Monday 3 February 2020

Happy Belated New Years


By Mao Inoue

January 25th was the Chinese New Year’s Day. Within about seven years of staying in Malaysia, I have experienced the first Chinese New Year party on this day and obtained some cultural knowledge and images regarding how people celebrate New Years here. When people experience Japanese and Chinese styles, they will discover that they have some similarities, but at the same time, they have their own way to celebrate too.

Japanese New Years is the first of January. Throughout the new year holiday, we gather with family and relatives and have a reunion time. Buddhist temples perform the tolling of a bell 108 times, starting from midnight on New Year’s Eve. Although there are some opinions about the 108 tolls of the bell, the most famous reason is that it symbolizes the casting away of 108 earthly desires, bonnou, which are believed to cause human suffering.

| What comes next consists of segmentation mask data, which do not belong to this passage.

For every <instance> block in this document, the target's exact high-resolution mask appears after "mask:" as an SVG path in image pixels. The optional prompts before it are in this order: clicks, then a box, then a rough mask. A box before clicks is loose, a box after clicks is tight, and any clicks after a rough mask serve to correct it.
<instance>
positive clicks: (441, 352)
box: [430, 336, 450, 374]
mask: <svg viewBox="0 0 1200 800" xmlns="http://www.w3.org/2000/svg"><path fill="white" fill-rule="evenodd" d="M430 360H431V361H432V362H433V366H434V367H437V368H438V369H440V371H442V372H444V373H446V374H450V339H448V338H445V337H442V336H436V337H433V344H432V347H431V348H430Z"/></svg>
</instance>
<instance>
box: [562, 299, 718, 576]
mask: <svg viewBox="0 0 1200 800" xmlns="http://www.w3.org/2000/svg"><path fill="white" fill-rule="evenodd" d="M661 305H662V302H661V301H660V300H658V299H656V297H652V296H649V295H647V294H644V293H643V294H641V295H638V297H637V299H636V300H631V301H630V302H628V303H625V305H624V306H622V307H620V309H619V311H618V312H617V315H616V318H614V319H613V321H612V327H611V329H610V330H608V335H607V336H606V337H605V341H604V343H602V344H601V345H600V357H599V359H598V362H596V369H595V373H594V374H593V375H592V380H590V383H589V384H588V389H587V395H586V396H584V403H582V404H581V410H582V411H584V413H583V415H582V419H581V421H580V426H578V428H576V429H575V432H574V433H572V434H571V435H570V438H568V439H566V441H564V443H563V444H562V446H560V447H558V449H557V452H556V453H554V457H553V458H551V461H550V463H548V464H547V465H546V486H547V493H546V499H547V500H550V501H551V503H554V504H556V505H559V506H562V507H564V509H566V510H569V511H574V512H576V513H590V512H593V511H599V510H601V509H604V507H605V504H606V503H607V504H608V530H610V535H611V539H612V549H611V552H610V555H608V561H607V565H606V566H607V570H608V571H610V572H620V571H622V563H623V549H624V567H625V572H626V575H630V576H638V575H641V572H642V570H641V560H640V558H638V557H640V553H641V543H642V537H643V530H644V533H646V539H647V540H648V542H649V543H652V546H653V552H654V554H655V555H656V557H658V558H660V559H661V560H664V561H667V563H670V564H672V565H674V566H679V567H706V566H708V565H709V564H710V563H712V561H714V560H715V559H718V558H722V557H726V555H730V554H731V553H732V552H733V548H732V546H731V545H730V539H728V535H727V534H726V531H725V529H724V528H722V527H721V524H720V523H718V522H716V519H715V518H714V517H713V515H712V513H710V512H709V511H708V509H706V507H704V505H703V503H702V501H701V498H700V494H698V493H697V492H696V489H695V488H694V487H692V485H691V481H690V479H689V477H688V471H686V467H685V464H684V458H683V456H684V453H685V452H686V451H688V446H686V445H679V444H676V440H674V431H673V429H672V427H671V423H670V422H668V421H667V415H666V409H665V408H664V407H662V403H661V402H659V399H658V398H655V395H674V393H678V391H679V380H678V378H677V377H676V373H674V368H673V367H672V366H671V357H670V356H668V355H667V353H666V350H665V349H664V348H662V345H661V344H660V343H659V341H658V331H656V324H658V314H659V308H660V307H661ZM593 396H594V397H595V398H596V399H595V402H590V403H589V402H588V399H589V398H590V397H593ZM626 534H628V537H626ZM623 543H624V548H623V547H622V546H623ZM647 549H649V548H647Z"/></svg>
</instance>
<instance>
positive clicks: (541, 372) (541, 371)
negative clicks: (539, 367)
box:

On New Year's Day, people visit Shinto shrines to offer prayers and draw a fortune slip. They offer a lion dance and many stalls. Osechi is the traditional food we eat on New Year’s Day; colorful varieties of food, which are embedded with different meanings for each, are packed in ju-bako, which resembles bento boxes. Children look forward to getting otoshidama, the money they get from the adults as a New Year’s gift.

On the other hand, Chinese New Years follows the lunar calendar. Jia Yi Lim (12) explains Chinese New Year as, “It's an important event for the Chinese all around the world. As Chinese culture places importance on the family, Chinese New Years is a time when cherished ones come together to celebrate the new year.”

Before the New Year's Day, her “family comes together to have a reunion lunch.” They “have several steamboats around the table and a variety of dishes to choose from.” They also eat special desserts: “mandarin oranges and soybean pudding.”

Although Japanese spend most of the time with family, Chinese families “invite friends and relatives over to our house and enjoy ourselves… and spend much of the event with friends, eating and playing.”

In Chinese culture, “unmarried people like me would receive red packets,” with money inside. They also observe more authentic “lion dances, which are accompanied by loud music…meant to scare evil spirits away.”

Because our cultures are very similar, the way we celebrate is similar, but slightly different like our two cultures. I feel that this new year even reflects on each of the characteristics of our cultures. It is very fascinating and important to open our eyes and seek out these sorts of relationships more; we can learn a lot from experience, and that will be the first step to understand each other.